Before Christmas, I had the chance to contribute during debates of strategic importance that will set the town for our country’s future growth and prosperity. This included the Financial Services and Markets Bill that sets the legislative framework for the sector and the Levelling-Up and Regeneration Bill that will have long lasting impacts on the planning system.
Both pieces of legislation are of importance to my constituents right across Ruislip, Northwood and Pinner. With many of my constituents involved in the financial sector, I am keen to see new legislation that protects and enhances it. Separately, I used my contribution in the Levelling-Up Bill to stress the importance of local authorities in the planning process, as well as the need to protect our vital green spaces such as the Colne valley.
As was the case when I wrote last month’s column, the preeminent concern for many of my constituents remains Mayor Khan’s decision to expand London’s Ultra Low Emission Zone. Costing constituents £12.50 a day, this unpopular move will affect the most vulnerable in London.
In parliament, Conservative colleagues from across London continue to make the case for our constituencies and have asked the Mayor to reconsider his proposals. Colleagues and I were able to hold an important debate on this matter before Christmas and I would encourage all constituents to add their names to the petitions on this matter.
Turning to local matters, it has been business as usual, particularly with regards to surgeries which I have continued to hold regularly in venues across the constituency. In addition to these, before Christmas, I also held two sector-specific surgeries for hospitality businesses and general practices across the constituency.
Both delivered productive conversation about the issues that matter on a local and national level, and ways in which I can offer my support as MP. As promised, I have raised the key concerns with colleagues in local and national government, as well as local NHS stakeholders, and will continue to press for progress in these areas.
As ever, if you would like to meet with me to discuss any issues or concerns you may have, please do get in contact with my office via firstname.lastname@example.org or 0203 545 2462.
Also featured in the January edition of My Local News is a Q&A, which I have also shared below.
What have you learned from 2022 that you're bringing into 2023?
I know that 2022 was a tumultuous year in politics.
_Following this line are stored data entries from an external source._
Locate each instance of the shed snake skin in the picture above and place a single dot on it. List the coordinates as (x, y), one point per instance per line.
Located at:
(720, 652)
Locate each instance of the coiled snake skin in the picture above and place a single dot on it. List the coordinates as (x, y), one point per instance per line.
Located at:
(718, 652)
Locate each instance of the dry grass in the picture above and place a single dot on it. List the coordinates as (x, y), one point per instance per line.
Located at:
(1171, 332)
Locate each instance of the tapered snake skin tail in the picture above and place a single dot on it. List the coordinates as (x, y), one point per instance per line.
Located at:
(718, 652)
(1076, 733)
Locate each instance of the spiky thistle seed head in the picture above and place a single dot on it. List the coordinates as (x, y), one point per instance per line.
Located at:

Although we saw an end to all domestic legal Covid restrictions in England, Russia’s illegal invasion of Ukraine shaped a new set of challenges for the UK and the rest of Europe, particularly its impact on energy prices. In these situations, the default is to be very reactive, and whilst that is sometimes necessary, I think it is largely more important for government to plan for the long-term, rather than give in to pressure to respond to day-by-day events.
What are you most excited for this year?
I am acutely aware that trust in politicians was undermined by a number of events last year, and so I very much welcome the stability Rishi Sunak and his government have brought to politics. With this in mind, the priority is now to reduce inflation and improve the economic prospects for the country, and I look forward to supporting the Prime Minister in achieving this over the coming year.
What do you anticipate will be your biggest challenge?
I have already made reference to the impact of Russia’s illegal invasion of Ukraine, which is likely to continue to be a big challenge for us and our European counterparts as we head into the new year. The destabilising effects on the world economy of autocrats such as Putin and Xi Junping create huge obstacles that make it difficult to achieve the economic growth we are working hard to reach.
Come the end of this year, what will you hope to have achieved?
I will continue my work to engage with and support constituents, both locally and in Parliament. I hope that by the end of the year residents will be able to feel and see improvements in their lives and in the public services they use, as a result of reduced inflation and improvement of economic prospects.